How to create text classifiers with Machine Learning

Building a quality machine learning model for text classification can be a challenging process. You need to define the tags that you will use, gather data for training the classifier, tag your samples, among other things.

On this post, we will describe the process on how you can successfully train text classifiers with machine learning using MonkeyLearn. This process will be divided into five steps as follows:

1. Define your Tags

What are the tags that you want to assign to your texts? This is the first question you need to answer when you start working on your text classifier.

Choosing your tags

Let's take a simple example: you want to classify daily deals from different websites. In this example, your tags for the various deals might be:

Entertainment
Food & Drinks
Health & Beauty
Retail
Travel & Vacations
Miscellaneous

Now let's imagine that you are interested in sentiment analysis, you might want to have the following tags:

Positive
Negative
Neutral

In contrast, if you are interested in classifying support tickets for an e-commerce site, you might want to define these tags:

Shipping issue
Billing issue
Product availability
Discounts, Promo Codes and Gift Cards

Sometimes you know which are the tags you want to work with (for example if interested in sentiment analysis), but sometimes you don't know what tags you should use. In these cases, you need to first explore and understand your data to determine what are appropriate tags for your model.

Structure your tags

A crucial part of this process is giving a proper structure and criteria to your tags. When you want to be more specific and use subtags, you will need to define a hierarchical tree that organizes your tags and subtags. Take into account that each set of subtags needs to be implemented on a separate classifier.

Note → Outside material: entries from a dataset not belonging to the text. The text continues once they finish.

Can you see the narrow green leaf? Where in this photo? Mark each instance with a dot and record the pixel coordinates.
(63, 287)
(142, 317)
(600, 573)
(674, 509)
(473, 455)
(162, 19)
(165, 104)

Going back to the example of classifying daily deals, you can organize your tags in the following way:

Entertainment
- Concerts
- Movies
- Nightclubs
Food & Drinks
- Restaurants
- Bars
- Takeaway
Health & Beauty
- Hair & Skin
- Spa & Massage
- Perfumes
Retail
- Clothing
- Electronics
- Computers
- Smartphones
- Tables
- TV & Video
Travel & Vacations
- Hotels
- Flight Tickets
Miscellaneous

In this example, you will need to create a classifier for the first level of tags (Entertainment, Food & Drinks, Health & Beauty, Retail, Travel & Vacations and Miscellaneous) and a separate classifier for each particular subset of tags (e.g. Concerts, Movies, and Nightclubs)

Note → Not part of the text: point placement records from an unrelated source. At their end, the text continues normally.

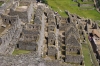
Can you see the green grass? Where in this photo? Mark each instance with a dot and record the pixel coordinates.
(1, 3)
(17, 52)
(86, 55)
(72, 7)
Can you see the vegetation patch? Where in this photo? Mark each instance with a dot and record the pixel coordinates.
(1, 2)
(17, 52)
(86, 54)
(62, 5)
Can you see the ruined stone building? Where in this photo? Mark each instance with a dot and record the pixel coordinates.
(10, 32)
(23, 9)
(56, 41)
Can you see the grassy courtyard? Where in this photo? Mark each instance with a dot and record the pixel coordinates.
(17, 52)
(72, 7)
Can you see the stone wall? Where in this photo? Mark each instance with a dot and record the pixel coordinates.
(11, 29)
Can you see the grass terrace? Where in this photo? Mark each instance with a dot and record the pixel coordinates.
(72, 7)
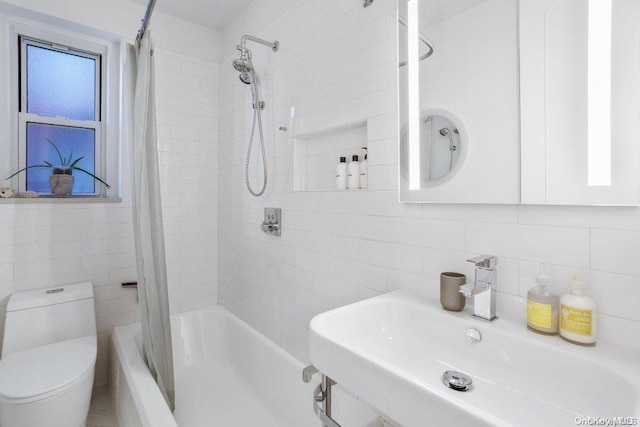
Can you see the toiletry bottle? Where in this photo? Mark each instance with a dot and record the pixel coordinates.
(364, 171)
(578, 314)
(341, 174)
(354, 174)
(542, 305)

Tips for defining your tags

When you define your tags, these are some of the things you need to take into consideration:

Avoid overlapping

Use disjoint tags and avoid defining tags that are ambiguous or overlapping: there should be no doubt in which tag a text should be placed. Overlapping between your tags will confuse to your model and affect the accuracy of the predictions negatively.

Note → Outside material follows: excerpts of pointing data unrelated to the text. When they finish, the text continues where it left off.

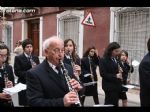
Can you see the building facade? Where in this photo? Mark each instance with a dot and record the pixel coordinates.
(65, 22)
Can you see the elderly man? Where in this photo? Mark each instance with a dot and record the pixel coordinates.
(46, 85)
(6, 76)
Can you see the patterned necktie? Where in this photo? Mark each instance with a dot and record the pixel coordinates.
(59, 70)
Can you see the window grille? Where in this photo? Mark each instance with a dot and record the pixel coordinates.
(132, 32)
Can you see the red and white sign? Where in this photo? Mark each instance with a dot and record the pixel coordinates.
(88, 20)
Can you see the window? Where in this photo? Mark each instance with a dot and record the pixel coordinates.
(69, 26)
(132, 33)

Don't mix classification criteria

Use one single classification criteria per model. Imagine that you want to tag companies based on their description. Your tags could be things like B2B, B2C, Enterprise, Finance, Media, Construction, etc. In this case, you should build two separate models: a) one to classify a company according to who are their customers (B2C, B2B, Enterprise) and b) another model to classify a company according to the industry vertical it operates (Finance, Media, Construction). Each model has its unique criteria and purpose.

Structure

Organize your tags according to their semantic relations. For example, Basketball and Baseball should be subtags of Sports because they are specific types of sports. Likewise, Clothing and Electronics should be a subset of tags of Retail. Therefore, if we want to implement a classification process that uses these tags, we'll need to create 3 classifiers: one that is able to classify between Sports and Retail, another classifier that classifies between the Sports subtags (basketball and baseball) and a third one that classifies between the Retail subtags (Clothing and Electronics). A classification process that has a clear structure can make a significant difference and will be a huge help to make accurate predictions with your classifiers.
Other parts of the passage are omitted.